Um pacto entre o governo, o STF, a PGR, destravaria os investimentos que seriam rapidamente colocados em marcha. Vale o exemplo dos EUA. A Odebrecht recebeu uma multa bilionária da SEC (a CVM dos EUA). Imediatamente após a aplicação da multa, a própria SEC entrou em conta com os bancos norte-americanos solicitando que destravassem os financiamentos à Odebrecht, inclusive para que a multa pudesse ser honrada.
Além disso, com a taxa de juros em 6,5%, o governo poderia injetar recursos no BNDES sem impacto na dívida pública. O impacto ocorria devido ao diferencial entre as taxas do BNDES e a Selic de 14%. Com Selic próxima às taxas do BNDES, não há impacto na dívida pública.
Segundo a CBIC (Câmara Brasileira da Indústria da Construção), cada R$ 1 milhão investido no setor gera, em média, 26 empregos.

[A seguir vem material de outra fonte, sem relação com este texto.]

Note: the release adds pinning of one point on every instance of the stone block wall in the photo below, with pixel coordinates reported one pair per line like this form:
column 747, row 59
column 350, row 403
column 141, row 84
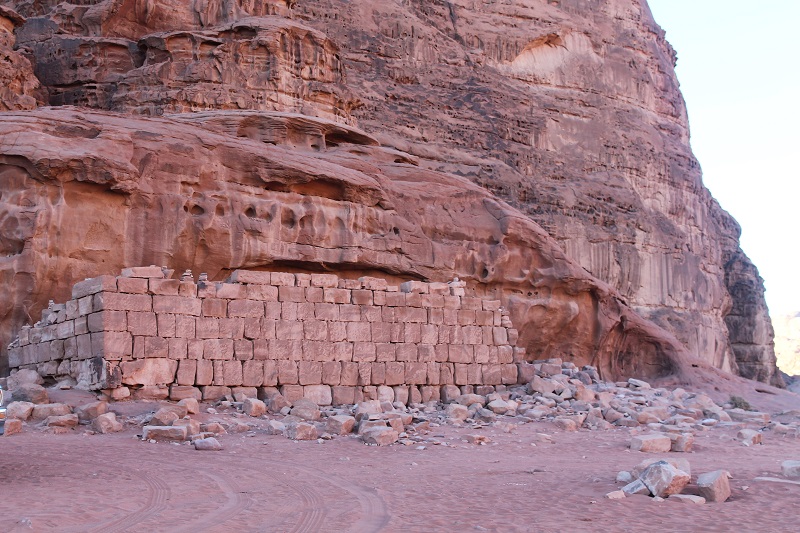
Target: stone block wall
column 314, row 335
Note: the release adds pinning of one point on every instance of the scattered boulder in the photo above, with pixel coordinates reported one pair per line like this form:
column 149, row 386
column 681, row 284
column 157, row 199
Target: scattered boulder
column 209, row 444
column 662, row 479
column 64, row 421
column 106, row 423
column 749, row 437
column 653, row 443
column 790, row 468
column 191, row 404
column 19, row 410
column 687, row 498
column 165, row 433
column 302, row 431
column 30, row 392
column 253, row 407
column 340, row 424
column 90, row 411
column 714, row 486
column 42, row 411
column 12, row 426
column 380, row 436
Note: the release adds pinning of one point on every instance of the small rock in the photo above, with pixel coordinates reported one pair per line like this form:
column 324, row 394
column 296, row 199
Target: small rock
column 457, row 411
column 191, row 404
column 654, row 443
column 90, row 411
column 214, row 427
column 567, row 424
column 791, row 468
column 749, row 437
column 687, row 498
column 106, row 423
column 209, row 444
column 274, row 427
column 340, row 424
column 30, row 392
column 636, row 487
column 624, row 477
column 253, row 407
column 682, row 442
column 663, row 479
column 64, row 421
column 12, row 426
column 302, row 431
column 714, row 486
column 19, row 410
column 380, row 436
column 165, row 433
column 164, row 417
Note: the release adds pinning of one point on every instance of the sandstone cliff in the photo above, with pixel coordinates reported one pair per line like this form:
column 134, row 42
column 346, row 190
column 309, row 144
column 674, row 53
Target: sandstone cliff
column 568, row 111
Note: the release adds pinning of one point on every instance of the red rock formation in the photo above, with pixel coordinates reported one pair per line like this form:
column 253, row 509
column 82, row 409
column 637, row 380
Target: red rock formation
column 19, row 88
column 569, row 111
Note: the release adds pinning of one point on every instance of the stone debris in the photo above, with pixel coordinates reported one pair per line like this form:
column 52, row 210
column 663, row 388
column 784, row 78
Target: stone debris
column 19, row 410
column 209, row 444
column 749, row 437
column 662, row 479
column 791, row 469
column 654, row 443
column 107, row 423
column 714, row 486
column 165, row 433
column 687, row 498
column 12, row 426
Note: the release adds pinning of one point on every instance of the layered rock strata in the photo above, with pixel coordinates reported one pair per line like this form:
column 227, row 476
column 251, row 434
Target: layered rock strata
column 569, row 111
column 268, row 329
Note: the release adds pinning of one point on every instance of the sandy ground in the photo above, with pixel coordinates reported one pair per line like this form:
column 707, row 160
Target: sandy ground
column 519, row 482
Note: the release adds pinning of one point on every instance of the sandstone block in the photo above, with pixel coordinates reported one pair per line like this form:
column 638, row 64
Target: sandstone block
column 209, row 444
column 93, row 286
column 92, row 410
column 151, row 371
column 380, row 436
column 791, row 469
column 45, row 410
column 165, row 433
column 319, row 394
column 662, row 479
column 214, row 392
column 12, row 426
column 253, row 407
column 30, row 392
column 343, row 395
column 65, row 421
column 654, row 443
column 749, row 437
column 714, row 486
column 687, row 498
column 19, row 410
column 106, row 423
column 302, row 431
column 340, row 424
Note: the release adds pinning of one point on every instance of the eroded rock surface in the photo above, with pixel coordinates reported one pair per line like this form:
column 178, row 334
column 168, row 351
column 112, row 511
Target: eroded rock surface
column 569, row 112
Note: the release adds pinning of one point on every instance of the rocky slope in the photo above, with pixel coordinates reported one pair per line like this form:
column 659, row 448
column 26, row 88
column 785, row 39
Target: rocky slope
column 568, row 111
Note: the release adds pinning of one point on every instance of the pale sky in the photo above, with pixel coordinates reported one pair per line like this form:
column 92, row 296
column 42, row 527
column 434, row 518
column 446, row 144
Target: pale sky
column 739, row 70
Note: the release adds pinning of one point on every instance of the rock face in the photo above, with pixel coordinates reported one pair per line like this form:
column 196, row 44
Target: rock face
column 500, row 123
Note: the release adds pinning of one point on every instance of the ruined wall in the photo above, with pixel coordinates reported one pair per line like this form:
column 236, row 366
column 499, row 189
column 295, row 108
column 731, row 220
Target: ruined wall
column 310, row 334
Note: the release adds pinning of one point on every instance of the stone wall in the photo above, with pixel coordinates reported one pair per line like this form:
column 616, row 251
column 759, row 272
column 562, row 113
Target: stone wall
column 314, row 335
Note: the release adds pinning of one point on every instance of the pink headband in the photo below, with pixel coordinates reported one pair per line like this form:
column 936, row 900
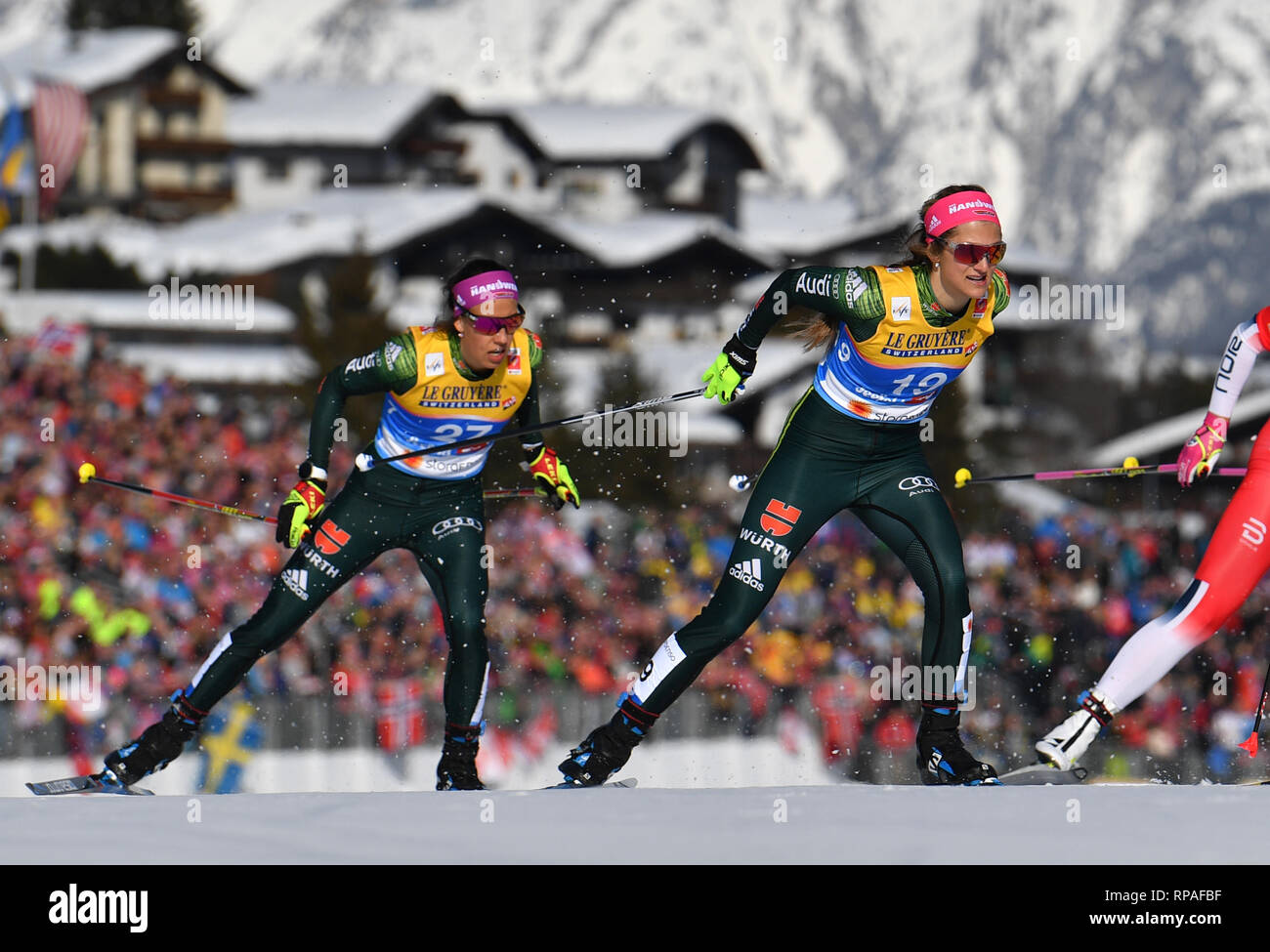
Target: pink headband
column 487, row 286
column 956, row 210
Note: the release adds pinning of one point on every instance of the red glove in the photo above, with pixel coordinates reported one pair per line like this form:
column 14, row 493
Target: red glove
column 1199, row 455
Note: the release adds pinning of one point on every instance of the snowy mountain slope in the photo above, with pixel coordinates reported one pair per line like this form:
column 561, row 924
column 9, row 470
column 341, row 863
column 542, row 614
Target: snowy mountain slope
column 1129, row 136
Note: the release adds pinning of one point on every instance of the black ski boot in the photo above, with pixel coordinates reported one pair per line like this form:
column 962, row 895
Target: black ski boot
column 943, row 758
column 608, row 748
column 159, row 744
column 457, row 766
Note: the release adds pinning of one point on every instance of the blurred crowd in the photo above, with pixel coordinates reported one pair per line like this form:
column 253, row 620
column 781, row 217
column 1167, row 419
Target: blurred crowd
column 144, row 589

Só a Linga 6 do Metrô de São Paulo exigirá R$ 15 bilhões de investimento. O PAC Mobilidade, outros R$ 32 bilhões espalhados por várias capitais.

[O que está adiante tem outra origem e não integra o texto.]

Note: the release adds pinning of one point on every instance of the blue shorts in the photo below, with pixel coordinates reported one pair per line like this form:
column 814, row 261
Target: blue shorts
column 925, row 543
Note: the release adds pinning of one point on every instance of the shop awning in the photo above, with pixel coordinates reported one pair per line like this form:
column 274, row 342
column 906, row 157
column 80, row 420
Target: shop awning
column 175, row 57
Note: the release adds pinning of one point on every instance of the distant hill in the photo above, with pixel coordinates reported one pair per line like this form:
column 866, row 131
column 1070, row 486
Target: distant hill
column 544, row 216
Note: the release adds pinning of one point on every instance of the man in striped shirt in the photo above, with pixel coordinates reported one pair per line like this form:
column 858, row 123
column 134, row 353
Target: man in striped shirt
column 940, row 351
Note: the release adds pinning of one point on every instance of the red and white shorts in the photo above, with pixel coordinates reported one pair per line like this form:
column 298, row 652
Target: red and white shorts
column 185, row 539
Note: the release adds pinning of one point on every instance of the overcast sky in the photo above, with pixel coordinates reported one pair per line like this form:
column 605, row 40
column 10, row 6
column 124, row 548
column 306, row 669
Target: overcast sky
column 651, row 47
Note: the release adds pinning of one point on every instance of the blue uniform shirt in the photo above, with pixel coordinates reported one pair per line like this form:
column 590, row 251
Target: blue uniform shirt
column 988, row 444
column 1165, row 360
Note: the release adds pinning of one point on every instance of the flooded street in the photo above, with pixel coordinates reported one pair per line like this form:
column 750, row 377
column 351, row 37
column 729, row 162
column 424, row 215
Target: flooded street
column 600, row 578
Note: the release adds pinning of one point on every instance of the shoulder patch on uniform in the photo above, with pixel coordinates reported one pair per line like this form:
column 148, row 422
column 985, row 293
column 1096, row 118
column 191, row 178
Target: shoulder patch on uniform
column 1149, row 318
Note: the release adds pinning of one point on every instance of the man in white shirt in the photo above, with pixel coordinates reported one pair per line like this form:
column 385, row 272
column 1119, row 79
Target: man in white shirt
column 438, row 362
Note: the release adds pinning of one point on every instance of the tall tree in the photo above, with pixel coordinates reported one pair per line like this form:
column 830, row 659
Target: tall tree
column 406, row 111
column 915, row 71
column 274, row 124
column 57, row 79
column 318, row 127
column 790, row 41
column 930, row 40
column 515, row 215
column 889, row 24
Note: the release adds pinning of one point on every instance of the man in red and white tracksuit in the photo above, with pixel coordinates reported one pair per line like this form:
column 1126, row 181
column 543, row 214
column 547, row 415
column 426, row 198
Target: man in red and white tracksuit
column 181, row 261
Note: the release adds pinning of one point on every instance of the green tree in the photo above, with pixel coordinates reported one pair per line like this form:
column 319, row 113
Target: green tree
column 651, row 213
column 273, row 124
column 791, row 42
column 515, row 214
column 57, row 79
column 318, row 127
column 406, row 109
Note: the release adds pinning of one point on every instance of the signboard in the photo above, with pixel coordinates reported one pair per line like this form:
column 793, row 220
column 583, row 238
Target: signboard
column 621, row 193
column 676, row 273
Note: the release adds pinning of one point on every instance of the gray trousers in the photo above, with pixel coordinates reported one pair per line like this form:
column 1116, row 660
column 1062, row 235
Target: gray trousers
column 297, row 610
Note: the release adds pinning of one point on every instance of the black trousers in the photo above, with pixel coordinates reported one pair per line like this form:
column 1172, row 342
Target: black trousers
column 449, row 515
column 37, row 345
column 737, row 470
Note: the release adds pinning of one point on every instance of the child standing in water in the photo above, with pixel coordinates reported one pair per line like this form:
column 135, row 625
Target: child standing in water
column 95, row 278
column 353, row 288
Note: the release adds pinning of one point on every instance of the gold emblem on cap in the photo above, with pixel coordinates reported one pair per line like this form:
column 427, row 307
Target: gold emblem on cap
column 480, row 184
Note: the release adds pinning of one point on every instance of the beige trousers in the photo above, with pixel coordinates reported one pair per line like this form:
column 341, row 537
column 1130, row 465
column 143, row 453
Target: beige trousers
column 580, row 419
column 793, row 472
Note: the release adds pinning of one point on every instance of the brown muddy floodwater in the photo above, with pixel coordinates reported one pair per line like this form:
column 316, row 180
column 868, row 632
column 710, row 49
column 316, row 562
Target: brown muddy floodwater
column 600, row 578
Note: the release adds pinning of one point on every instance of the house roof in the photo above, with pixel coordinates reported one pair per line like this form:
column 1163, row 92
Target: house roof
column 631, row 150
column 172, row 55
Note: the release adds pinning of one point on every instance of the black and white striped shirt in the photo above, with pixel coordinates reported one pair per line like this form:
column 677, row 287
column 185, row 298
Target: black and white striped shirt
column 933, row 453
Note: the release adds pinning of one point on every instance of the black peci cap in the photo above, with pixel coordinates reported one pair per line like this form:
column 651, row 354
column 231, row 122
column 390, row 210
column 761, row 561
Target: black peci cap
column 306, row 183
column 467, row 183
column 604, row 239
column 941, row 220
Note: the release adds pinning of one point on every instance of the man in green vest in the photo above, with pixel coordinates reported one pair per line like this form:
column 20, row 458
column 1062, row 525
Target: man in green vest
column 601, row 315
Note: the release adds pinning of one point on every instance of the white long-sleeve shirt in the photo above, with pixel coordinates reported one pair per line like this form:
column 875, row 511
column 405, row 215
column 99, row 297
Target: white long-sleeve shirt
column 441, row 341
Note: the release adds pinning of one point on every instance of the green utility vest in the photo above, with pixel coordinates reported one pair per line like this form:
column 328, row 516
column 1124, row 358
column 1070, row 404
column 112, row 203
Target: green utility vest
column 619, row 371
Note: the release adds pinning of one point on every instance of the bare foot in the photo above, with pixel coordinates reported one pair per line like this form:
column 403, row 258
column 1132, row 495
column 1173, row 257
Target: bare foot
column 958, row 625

A terceira etapa de concessão de rodovias, outros R$ 13 bilhões, divididos entre a BR 153, BR 101, BR 163, BR 050.
No setor ferroviários, apenas o Ferroanel de São Paulo exigirá outros R$ 3,5 bilhões; a Norte-Sul, mais R$ 4 bilhões. A modernização da CBTU (Companhia Brasileira de Trens Urbanos) outros R$ 6 bilhões. Há R$ 3,5 bilhões de projetos parados dos aeroportos.
Destravando os investimentos, só nessa retomada de obras haverá condições de gerar, por baixo, 2 milhões de empregos.
Sem contar os investimentos externos. Os chineses, por exemplo, estão aguardando os primeiros sinais de estabilidade política para voltar a investir.
Peça 5 – a PEC do gasto
A desastrada PEC do Gasto produziu um pterodátilo nas contas públicas. A alegação final era a necessidade de conter gastos para aumentar os investimentos públicos. Mas incluiu-se o investimento público na lei.
Então, se o PIB crescer, digamos, 2,5% ao ano, os investimentos públicos permanecerão congelados, sem conseguir acompanhar o PIB e, por consequência, sem conseguir melhorar a produtividade da economia.
De alguma maneira terá que ser revista.